Randomised trials reported an increase risk of stroke with an estrogen plus progestogen formulation of hormone replacement therapy (HRT). A recent trial also reported an increased risk with tibolone, a selective tissue estrogenic activity regulator.


We used the General Practice Research Database to conduct a case-control study within a cohort of women aged 50-79 between January 1987 and October 2006, without history of stroke prior to cohort entry. We identified all cases of stroke occurring during the study period and selected up to four controls matched to each case on age, general practice and year of start in the practice. Information on HRT use during the year preceding the index date was obtained. Conditional logistic regression was used to estimate the rate ratios of stroke associated with current use of the different HRTs.


The cohort included 870,286 women, of whom 15,710 experienced a stroke during follow-up and were matched to 59,958 controls.
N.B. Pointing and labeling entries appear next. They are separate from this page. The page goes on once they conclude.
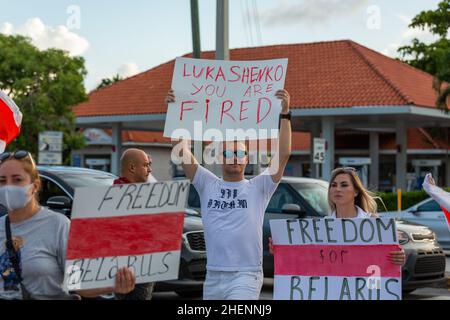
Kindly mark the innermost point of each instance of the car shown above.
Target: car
(57, 193)
(430, 214)
(307, 198)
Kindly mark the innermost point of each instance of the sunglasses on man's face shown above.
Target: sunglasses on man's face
(16, 155)
(238, 153)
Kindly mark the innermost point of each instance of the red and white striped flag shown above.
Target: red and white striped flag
(10, 120)
(335, 259)
(131, 225)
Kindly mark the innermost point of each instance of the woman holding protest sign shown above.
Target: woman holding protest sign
(33, 240)
(348, 199)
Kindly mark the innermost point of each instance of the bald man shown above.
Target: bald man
(135, 167)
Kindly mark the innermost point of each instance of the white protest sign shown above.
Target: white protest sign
(138, 226)
(225, 100)
(335, 259)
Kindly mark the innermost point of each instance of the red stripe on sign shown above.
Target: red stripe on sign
(8, 127)
(335, 260)
(125, 235)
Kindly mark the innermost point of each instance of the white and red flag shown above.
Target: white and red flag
(10, 120)
(335, 259)
(138, 226)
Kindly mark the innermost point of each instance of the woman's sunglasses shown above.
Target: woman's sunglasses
(18, 155)
(238, 153)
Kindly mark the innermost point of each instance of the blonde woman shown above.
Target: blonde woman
(349, 199)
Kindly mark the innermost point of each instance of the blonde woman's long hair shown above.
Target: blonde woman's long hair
(364, 199)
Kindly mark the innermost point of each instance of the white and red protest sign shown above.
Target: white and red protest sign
(213, 96)
(335, 259)
(138, 226)
(10, 121)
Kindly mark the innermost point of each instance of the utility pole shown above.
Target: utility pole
(222, 26)
(195, 22)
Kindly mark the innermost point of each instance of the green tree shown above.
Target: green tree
(433, 58)
(106, 82)
(45, 85)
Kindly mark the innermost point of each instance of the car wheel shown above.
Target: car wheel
(190, 294)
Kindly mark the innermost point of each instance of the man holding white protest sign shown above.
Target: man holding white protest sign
(233, 207)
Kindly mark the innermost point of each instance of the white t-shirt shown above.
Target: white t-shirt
(233, 216)
(361, 214)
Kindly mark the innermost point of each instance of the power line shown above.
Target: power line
(245, 21)
(257, 22)
(249, 21)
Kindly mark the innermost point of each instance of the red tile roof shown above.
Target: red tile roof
(320, 75)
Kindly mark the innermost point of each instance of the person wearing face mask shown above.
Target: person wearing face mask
(33, 239)
(348, 199)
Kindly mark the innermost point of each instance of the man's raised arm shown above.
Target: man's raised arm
(281, 158)
(181, 150)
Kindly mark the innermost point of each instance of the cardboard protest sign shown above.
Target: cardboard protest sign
(214, 96)
(335, 259)
(131, 225)
(10, 121)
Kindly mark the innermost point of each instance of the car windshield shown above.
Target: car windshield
(315, 194)
(87, 179)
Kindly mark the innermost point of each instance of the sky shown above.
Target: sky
(128, 37)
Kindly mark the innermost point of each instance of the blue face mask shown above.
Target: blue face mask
(14, 197)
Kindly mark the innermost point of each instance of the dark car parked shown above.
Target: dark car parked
(58, 190)
(307, 198)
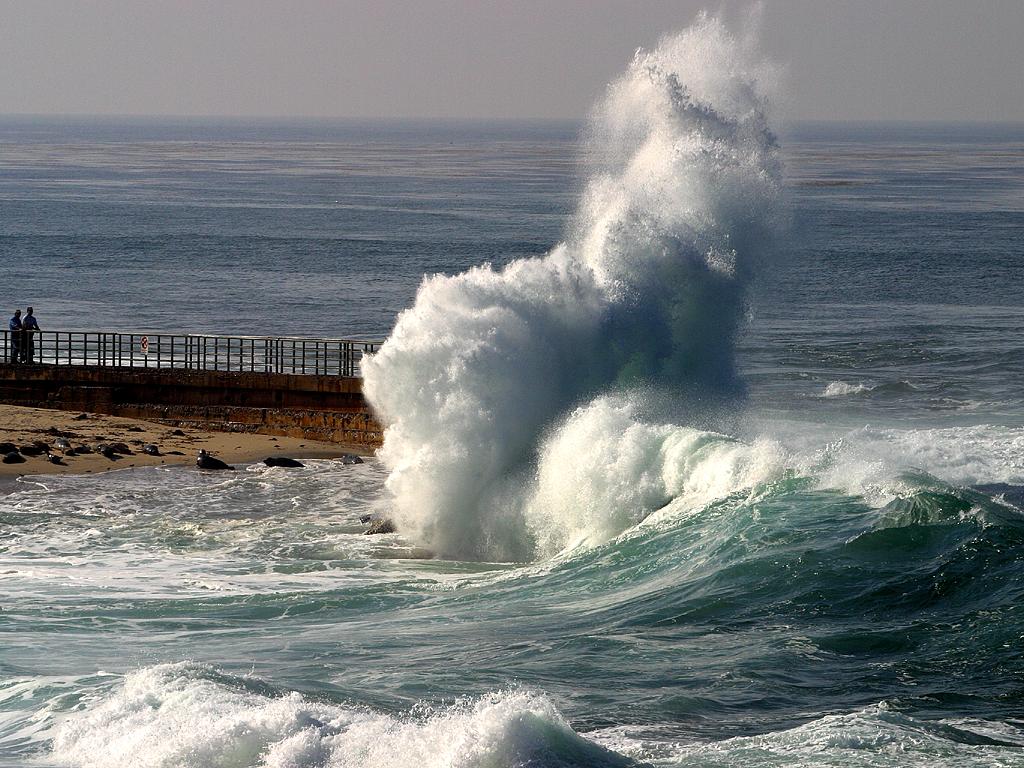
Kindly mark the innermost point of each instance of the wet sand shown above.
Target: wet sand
(24, 426)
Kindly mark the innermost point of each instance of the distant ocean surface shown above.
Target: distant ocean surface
(860, 601)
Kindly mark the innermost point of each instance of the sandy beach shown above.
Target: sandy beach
(26, 426)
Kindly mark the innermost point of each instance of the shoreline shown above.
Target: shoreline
(22, 426)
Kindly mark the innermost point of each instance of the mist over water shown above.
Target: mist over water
(771, 498)
(646, 292)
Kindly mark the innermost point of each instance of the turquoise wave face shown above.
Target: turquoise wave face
(776, 621)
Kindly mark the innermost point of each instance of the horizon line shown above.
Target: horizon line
(459, 119)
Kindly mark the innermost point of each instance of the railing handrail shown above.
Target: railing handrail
(352, 339)
(282, 354)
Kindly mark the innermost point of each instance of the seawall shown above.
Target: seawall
(322, 408)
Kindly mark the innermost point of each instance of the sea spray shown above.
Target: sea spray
(646, 291)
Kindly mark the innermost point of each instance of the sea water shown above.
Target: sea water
(714, 457)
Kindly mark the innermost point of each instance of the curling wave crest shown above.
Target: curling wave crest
(645, 291)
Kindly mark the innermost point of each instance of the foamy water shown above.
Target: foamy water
(675, 486)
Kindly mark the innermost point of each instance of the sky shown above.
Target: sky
(844, 59)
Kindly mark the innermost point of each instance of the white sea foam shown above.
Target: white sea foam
(188, 715)
(647, 288)
(604, 470)
(842, 389)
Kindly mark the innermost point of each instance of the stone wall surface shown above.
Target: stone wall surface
(321, 408)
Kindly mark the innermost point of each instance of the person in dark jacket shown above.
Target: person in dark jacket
(30, 327)
(15, 337)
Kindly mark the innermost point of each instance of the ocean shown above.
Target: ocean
(733, 476)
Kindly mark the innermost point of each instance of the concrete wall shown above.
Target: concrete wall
(321, 408)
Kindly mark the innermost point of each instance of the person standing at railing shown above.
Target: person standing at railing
(15, 337)
(30, 327)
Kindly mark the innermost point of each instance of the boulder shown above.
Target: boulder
(282, 461)
(380, 525)
(205, 461)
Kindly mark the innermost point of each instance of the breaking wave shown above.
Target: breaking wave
(489, 379)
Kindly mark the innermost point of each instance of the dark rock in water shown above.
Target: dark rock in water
(380, 525)
(205, 461)
(282, 461)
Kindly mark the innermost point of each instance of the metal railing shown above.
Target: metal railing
(279, 354)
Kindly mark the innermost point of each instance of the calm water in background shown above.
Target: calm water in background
(830, 621)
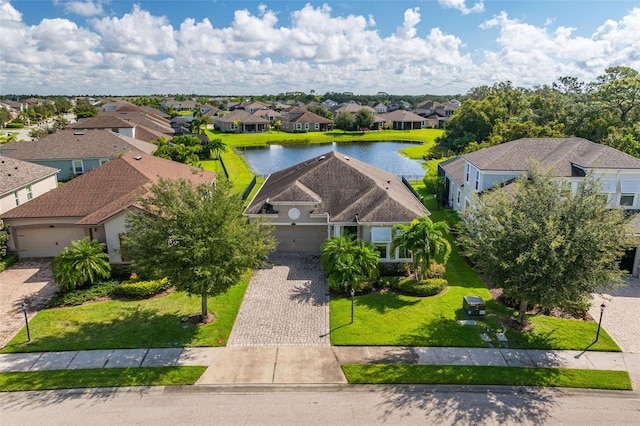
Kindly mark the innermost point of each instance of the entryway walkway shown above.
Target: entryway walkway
(285, 305)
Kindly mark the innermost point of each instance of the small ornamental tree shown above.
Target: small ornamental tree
(543, 246)
(349, 262)
(195, 236)
(81, 264)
The adjusted rate ratio of stroke associated with current use of tibolone relative to non-use of HRT was 1.08 (95% CI: 0.82-1.44). The rate ratios with current use of estrogens alone and estrogen plus progestogen were 1.26 (95% CI: 1.10-1.45) and 1.19 (95% CI: 1.05-1.36) respectively.


We found no evidence of an elevated risk of stroke associated with the use of tibolone, although the low number of subjects using tibolone does not permit to rule out a small risk. The small elevated risk of stroke with estrogens or estrogens plus progestogen is consistent with that reported in randomised trials.